Bagi negara manapun, tujuan diplomasi adalah pengamanan kebebasan politik dan
integritas teritorialnya. Ini bisa dicapai dengan memperkuat hubungan dengan negara sahabat,
memelihara hubungan erat dengan negara yang sehaluan dan menetralisir negara yang memusuhi
(Roy, 1991: 5). Beberapa ahli menyimpulkan, unsur diplomasi yaitu negosiasi yang dilakukan
untuk mencapai kepentingan nasional dengan tindakan-tindakan diplomatik yang diambil untuk
menjaga dan memajukan kepentingan nasional sejauh mungkin bisa dilaksanakan dengan sarana
damai, pemeliharaan perdamaian tanpa merusak kepentingan nasional adalah tujuan diplomasi.
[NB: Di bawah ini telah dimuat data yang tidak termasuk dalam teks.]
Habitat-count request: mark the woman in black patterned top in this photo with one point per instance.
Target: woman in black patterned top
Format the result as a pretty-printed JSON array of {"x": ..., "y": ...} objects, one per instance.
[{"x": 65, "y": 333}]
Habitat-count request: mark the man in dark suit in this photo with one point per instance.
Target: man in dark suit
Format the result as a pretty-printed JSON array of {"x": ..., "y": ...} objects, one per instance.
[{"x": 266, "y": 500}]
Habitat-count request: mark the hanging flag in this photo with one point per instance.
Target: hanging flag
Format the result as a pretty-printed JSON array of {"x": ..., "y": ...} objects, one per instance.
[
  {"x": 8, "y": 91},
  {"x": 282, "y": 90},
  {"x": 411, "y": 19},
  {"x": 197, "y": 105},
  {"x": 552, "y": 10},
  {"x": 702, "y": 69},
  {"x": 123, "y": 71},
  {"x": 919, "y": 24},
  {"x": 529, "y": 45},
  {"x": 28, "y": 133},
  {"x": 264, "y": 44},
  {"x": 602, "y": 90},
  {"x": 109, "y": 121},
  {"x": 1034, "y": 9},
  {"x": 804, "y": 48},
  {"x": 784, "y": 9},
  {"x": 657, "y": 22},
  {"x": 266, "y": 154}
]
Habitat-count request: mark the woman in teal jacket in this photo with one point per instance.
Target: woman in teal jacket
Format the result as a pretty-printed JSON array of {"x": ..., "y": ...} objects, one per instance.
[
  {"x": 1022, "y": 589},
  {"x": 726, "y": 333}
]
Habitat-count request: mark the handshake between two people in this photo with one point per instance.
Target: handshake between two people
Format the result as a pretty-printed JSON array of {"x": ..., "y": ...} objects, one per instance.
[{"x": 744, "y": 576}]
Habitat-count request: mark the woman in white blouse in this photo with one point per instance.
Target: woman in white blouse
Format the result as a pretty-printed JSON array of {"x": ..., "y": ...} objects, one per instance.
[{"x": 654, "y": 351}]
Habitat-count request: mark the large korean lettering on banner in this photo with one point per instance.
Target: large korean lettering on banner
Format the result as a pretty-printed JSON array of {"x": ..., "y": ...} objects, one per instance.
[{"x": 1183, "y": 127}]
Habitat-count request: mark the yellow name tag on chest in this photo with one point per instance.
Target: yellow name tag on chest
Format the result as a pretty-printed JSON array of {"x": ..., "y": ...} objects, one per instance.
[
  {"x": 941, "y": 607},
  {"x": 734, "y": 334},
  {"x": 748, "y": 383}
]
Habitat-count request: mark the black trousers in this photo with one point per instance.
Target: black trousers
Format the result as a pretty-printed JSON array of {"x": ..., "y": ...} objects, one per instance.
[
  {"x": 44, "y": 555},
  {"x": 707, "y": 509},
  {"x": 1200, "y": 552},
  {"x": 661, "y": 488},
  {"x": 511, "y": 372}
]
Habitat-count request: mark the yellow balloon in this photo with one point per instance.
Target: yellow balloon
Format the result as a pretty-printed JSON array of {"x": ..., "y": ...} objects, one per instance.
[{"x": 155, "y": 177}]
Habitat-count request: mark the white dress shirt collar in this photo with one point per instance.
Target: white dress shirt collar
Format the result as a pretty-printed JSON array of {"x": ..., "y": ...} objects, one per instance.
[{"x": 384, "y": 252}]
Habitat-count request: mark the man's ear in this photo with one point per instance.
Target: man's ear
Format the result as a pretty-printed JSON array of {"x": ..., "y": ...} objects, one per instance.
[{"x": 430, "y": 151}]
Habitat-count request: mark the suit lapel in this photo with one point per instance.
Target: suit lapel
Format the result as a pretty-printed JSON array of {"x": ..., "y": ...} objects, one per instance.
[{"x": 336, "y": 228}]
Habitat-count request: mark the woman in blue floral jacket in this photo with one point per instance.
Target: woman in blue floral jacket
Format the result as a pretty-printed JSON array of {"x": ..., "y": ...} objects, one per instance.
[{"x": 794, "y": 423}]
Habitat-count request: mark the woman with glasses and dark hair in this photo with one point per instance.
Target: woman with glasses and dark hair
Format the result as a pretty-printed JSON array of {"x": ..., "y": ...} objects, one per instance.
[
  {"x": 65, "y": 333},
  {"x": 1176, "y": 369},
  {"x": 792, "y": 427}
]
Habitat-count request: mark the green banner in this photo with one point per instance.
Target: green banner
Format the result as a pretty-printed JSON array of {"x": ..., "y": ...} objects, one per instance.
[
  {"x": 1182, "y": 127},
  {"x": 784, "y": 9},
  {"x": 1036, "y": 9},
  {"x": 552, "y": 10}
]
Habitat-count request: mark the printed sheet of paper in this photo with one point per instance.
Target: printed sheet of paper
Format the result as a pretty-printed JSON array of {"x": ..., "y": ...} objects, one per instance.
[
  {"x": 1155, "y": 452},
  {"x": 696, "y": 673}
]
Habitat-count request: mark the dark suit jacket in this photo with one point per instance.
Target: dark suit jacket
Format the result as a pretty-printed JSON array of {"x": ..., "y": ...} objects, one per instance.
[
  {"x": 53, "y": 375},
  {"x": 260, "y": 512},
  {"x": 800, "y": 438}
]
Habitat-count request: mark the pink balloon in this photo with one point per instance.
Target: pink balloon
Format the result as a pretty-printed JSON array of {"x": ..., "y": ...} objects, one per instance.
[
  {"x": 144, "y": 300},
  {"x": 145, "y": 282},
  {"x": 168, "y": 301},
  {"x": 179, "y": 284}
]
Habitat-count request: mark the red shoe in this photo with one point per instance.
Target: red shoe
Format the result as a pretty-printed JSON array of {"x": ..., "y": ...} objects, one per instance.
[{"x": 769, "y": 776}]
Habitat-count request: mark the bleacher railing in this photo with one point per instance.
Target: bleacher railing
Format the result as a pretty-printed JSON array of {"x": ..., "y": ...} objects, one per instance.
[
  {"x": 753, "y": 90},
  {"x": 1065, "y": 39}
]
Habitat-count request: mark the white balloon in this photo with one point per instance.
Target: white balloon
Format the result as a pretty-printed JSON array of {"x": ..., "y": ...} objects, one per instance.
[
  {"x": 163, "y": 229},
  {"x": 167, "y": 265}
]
Untuk mencapai tujuan kepentingan nasional, diplomasi tidak hanya dilakukan antar
Negara tetapi juga antara Negara dengan subyek hubungan Internasional lainnya, tidak hanya
dilakukan oleh Negara tetapi juga semua subyek hubungan Internasional. Hal ini tercermin
dalam konsep multi track diplomacy. Konsep multi track diplomacy muncul sebagai sebuah
sistem peacemaking (Diamond dan McDonald.1996:12)
Dalam multi track diplomacy, pelaksanaan diplomasi dilakukan melalui beberapa jalur,
diantaranya:
1) Track one: government
Track one atau First Track Diplomacy, yaitu upaya-upaya diplomasi yang dilakukan
berdasarkan interaksi pemerintah secara resmi, (Diamond dan McDonald. 1996: 26)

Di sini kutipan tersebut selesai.